B 21

3.1K 247 8
                                    

"Tapi menjadi orang tua tunggal tidak mudah kak," Biya menghentikan langkahnya memasuki ruang keluarga.

"Biya punya kita, semua tidak akan seberat itu." Aya menghela napas. Berjalan mondar-mandiri di dekat Aldi yang duduk di sofa.

"Tidak dengan perasaan anak Biya nanti. Aya besar tanpa Bunda kak, rasanya sangat tidak enak. Kakak besar tanpa perhatian ayah, apa itu tidak membuat kak Al mengerti kalau setiap anak butuh kedua orang tuanya? Itu akan berat untuk anak Biya nanti."

"Dia akan tetap merasakan sosok ayah, Derren ada disini, nggak ada yang perlu dikhawatirkan." Ucap Aldi yang tampak ragu dengan perkataannya sendiri.

"Dan kakak membiarkan hubungan seperti itu? Bagaimanapun mereka bukan mahram, setiap interaksi berlebihan keduanya menimbulkan dosa."

Biya mengerjap, ia juga tidak memikirkan hal itu.

"Kak Al pikir ini akan normal saat Derren datang kesini hampir setiap hari, memberi perhatian ke Biya, melakukan ini itu untuk putri kita dengan status sebagai teman? Kakak pikir itu wajar?"

"Belum lagi hormon kehamilan Biya yang sepertinya ingin dekat dengan Derren. Kakak pikir ini akan mudah untuk Biya dan kehamilannya?" Biya melihat bundanya tampak emosional.

"Tapi aku nggak bisa memaksakan ini ke Biya, Ay. Aku ga mau Biya tertekan."

"Maka kita beri pengertian pelan-pelan. Bukan membiarkan Biya memilih sendiri tanpa arahan. Ini bukan hanya untuk Biya kak, tapi juga calon anaknya. Aya nggak mau semakin banyak yang terluka nantinya."

Semua semakin menyedihkan saat Biya melihat Bundanya menangis.

"Maaf Aya bentak-bentak kakak." Ucap Bunda Biya saat ada dalam pelukan Aldi.

***

Pagi ini Derren datang untuk numpang sarapan ke rumah Aldi. Sekaligus memastikan Biya bisa makan, mengingat perkuliahan sudah libur, jadi Biya tidak bisa sarapan di kelas seperti biasa.

"Makanya ayo menikah Biy, biar lo bisa terang-terangan liat gue kalau makan." Kata Derren yang menyadari Biya meliriknya sambil memasukkan makanan ke mulut.

"Lo nggak usah banyak ngoceh," semprot Bayu membuat Derren kicep.

"Oke," ucapan Biya membuat semua orang menghentikan pergerakan mereka.

"Lo? Ma-maksudnya gimana?" Tanya Derren ingin memastikan.

"Lo ngajak nikah kan? Oke ayo," kali ini Aldi menelan paksa makanan di mulutnya sebelum bicara.

"Kakak ngomong apa?" Tanya Aldi memastikan lagi.

"Biya mau nikah sama Derren." Ucap Biya mencoba biasa saja. Padahal ia sangat gugup sebenarnya. Apalagi tatapan semua orang yang nampak belum puas dengan jawaban itu.

"Kok mau?" Tanya Derren ling lung.

"Lo nggak mau?" Pemuda itu menggeleng cepat kemudian mengangguk.

"Maksudnya mau, gue mau.
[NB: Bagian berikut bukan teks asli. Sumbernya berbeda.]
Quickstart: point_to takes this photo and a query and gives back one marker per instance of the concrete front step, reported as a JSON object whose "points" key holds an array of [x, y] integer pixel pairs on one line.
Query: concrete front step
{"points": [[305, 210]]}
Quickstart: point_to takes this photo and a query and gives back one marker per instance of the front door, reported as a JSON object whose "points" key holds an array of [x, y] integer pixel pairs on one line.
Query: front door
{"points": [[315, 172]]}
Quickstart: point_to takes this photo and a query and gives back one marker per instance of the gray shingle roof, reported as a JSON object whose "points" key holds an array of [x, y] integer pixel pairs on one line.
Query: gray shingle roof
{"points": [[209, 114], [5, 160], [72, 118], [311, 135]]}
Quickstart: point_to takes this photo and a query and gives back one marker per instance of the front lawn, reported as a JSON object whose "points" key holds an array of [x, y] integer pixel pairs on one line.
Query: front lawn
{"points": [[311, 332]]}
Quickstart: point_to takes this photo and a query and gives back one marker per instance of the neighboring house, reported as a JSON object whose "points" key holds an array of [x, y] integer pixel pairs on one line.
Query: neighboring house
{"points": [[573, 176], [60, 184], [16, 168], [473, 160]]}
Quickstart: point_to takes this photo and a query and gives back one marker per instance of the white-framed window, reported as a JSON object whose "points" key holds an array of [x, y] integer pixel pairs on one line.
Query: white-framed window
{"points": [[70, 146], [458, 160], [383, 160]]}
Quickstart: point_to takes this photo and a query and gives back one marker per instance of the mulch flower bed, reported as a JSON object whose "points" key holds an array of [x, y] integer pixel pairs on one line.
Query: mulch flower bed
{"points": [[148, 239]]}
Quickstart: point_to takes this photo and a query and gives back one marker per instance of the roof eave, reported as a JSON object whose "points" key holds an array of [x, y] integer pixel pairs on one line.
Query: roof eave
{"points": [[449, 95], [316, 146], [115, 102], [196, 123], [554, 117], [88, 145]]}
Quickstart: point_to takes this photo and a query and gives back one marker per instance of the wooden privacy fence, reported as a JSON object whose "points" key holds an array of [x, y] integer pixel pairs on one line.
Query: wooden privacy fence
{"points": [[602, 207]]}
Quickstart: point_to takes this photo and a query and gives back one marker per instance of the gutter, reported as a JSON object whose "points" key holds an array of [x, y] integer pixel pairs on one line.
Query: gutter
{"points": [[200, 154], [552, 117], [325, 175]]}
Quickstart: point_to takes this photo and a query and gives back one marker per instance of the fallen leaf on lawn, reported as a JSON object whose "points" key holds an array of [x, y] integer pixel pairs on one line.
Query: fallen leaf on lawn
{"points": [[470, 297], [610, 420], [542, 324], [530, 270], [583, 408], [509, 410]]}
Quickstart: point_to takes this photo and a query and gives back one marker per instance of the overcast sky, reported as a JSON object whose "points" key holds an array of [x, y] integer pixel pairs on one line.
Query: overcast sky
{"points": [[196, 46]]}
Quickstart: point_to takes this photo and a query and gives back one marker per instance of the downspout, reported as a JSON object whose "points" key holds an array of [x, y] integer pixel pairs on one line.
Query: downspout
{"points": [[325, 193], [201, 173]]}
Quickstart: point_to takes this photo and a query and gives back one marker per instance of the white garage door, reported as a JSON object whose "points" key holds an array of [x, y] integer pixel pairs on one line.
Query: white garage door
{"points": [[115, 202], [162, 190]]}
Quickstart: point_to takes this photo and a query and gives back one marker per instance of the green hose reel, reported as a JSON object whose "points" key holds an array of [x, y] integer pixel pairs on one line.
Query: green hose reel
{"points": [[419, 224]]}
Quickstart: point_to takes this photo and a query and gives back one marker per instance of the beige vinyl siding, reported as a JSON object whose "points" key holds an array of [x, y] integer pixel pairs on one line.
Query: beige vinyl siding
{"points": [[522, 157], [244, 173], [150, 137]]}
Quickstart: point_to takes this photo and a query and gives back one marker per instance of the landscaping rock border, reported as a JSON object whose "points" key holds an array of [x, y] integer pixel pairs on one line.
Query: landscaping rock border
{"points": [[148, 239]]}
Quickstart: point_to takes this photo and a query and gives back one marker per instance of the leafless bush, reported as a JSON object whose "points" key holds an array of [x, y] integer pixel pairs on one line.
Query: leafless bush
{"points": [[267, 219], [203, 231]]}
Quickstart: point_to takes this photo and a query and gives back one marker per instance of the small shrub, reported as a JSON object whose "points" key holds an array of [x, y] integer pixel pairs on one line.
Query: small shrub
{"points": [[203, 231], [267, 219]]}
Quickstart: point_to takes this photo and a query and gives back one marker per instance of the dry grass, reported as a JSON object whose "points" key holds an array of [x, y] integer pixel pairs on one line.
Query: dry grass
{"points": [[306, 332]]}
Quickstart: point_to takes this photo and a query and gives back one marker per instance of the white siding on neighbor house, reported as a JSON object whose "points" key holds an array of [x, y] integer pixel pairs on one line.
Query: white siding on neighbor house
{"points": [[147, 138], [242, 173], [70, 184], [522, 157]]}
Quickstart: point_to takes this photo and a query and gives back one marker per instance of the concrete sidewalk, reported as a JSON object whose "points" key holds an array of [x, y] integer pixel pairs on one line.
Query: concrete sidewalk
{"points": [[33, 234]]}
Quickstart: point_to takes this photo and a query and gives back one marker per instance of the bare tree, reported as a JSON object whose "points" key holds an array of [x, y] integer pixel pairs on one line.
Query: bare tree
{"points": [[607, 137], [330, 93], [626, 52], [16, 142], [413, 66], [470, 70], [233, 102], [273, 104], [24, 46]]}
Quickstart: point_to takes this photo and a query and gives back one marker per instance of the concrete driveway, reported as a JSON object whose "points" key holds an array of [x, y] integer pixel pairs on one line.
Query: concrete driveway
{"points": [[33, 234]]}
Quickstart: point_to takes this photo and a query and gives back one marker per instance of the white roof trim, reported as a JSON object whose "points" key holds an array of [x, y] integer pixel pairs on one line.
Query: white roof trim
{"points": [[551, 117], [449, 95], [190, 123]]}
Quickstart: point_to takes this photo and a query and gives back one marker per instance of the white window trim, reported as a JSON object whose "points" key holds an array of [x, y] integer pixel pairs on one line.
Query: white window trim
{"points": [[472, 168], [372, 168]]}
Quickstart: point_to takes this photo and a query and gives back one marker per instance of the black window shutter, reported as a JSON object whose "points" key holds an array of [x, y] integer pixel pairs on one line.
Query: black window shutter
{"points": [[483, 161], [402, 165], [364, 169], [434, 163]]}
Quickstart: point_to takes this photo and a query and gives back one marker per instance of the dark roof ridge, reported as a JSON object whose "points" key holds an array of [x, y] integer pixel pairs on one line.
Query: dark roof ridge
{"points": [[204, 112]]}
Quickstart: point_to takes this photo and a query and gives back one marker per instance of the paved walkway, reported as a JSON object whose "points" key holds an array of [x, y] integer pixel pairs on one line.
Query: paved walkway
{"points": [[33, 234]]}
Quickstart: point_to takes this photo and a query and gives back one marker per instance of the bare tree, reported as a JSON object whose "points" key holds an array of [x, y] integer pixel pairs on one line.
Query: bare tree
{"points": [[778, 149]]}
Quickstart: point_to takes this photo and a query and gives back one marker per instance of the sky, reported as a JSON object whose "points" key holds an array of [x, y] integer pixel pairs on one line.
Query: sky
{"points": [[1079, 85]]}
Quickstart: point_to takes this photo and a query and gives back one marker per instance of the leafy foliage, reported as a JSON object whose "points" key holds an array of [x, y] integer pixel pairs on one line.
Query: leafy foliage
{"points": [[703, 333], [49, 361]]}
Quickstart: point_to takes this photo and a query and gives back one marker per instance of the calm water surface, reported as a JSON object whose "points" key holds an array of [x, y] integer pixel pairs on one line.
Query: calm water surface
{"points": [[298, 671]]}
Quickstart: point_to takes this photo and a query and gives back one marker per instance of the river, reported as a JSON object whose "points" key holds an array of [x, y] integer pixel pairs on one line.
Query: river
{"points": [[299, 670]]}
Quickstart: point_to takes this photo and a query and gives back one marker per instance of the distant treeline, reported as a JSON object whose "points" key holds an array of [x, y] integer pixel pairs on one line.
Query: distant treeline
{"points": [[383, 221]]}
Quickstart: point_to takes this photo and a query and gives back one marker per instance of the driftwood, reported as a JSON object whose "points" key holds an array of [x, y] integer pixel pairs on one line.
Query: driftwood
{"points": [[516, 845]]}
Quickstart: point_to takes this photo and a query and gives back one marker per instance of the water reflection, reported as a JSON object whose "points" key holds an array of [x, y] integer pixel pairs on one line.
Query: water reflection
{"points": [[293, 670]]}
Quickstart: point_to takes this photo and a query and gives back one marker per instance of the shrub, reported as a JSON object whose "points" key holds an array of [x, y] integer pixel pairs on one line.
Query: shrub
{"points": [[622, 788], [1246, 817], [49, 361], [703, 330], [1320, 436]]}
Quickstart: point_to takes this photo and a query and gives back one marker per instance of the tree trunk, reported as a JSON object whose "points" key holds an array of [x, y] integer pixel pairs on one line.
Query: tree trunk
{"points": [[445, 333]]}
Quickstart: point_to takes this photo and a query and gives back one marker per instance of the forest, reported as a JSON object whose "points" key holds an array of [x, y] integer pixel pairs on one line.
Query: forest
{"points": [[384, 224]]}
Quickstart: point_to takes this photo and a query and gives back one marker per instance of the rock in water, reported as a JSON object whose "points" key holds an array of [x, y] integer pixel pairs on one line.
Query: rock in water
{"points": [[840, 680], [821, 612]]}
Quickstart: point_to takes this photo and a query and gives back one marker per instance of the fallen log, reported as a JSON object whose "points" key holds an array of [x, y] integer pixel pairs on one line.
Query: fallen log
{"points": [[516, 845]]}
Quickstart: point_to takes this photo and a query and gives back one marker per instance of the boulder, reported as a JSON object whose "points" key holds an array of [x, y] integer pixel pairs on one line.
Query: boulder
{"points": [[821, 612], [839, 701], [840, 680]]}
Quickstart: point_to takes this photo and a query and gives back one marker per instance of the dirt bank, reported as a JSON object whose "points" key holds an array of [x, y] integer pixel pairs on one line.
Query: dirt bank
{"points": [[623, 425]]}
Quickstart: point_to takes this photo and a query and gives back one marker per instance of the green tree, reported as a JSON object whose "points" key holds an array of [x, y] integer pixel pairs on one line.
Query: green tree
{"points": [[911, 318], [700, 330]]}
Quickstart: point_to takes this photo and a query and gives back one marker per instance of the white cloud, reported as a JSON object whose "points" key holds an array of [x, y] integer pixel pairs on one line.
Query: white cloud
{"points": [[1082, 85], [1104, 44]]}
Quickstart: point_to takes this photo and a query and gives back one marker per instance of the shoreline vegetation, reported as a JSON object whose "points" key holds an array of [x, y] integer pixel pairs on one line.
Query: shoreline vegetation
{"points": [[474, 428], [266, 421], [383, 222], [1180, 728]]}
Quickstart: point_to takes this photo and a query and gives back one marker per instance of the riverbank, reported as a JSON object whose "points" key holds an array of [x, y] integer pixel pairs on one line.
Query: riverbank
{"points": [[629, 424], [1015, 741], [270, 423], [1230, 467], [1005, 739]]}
Ayo menikah!" Sahut Derren semangat. Walau ia masih bingung kenapa Biya tiba-tiba mau menerima ajakan menikahnya.

"Kakak serius?" Tanya Aya tegas. Biya mengangguk.

"Kenapa?" Kali ini Bayu yang bertanya. Pasalnya Biya tidak bercerita dulu padanya. Ia terkejut, sangat terkejut dengan keputusan ini.

"Ada banyak yang jadi pertimbangan. Point utamanya, Biya nggak mau egois." Selain tentang calon anaknya, ia juga sadar semua orang mengkhawatirkan kondisinya saat ini. Hamil di luar nikah, bagaimana mungkin mereka tidak khawatir.

"Kak, ini beneran?" Tanya Ayahnya dengan raut serius.

"Biya ketemu umi kemarin. Banyak insight baru yang selama ini tidak Biya pikirkan. Dan ya, Gibran juga membuat Biya semakin sadar kalau ini bukan hanya tentang Biya tapi juga calon anak Biya." dan kalian semua yang mengkhawatirkan kondisi Biya.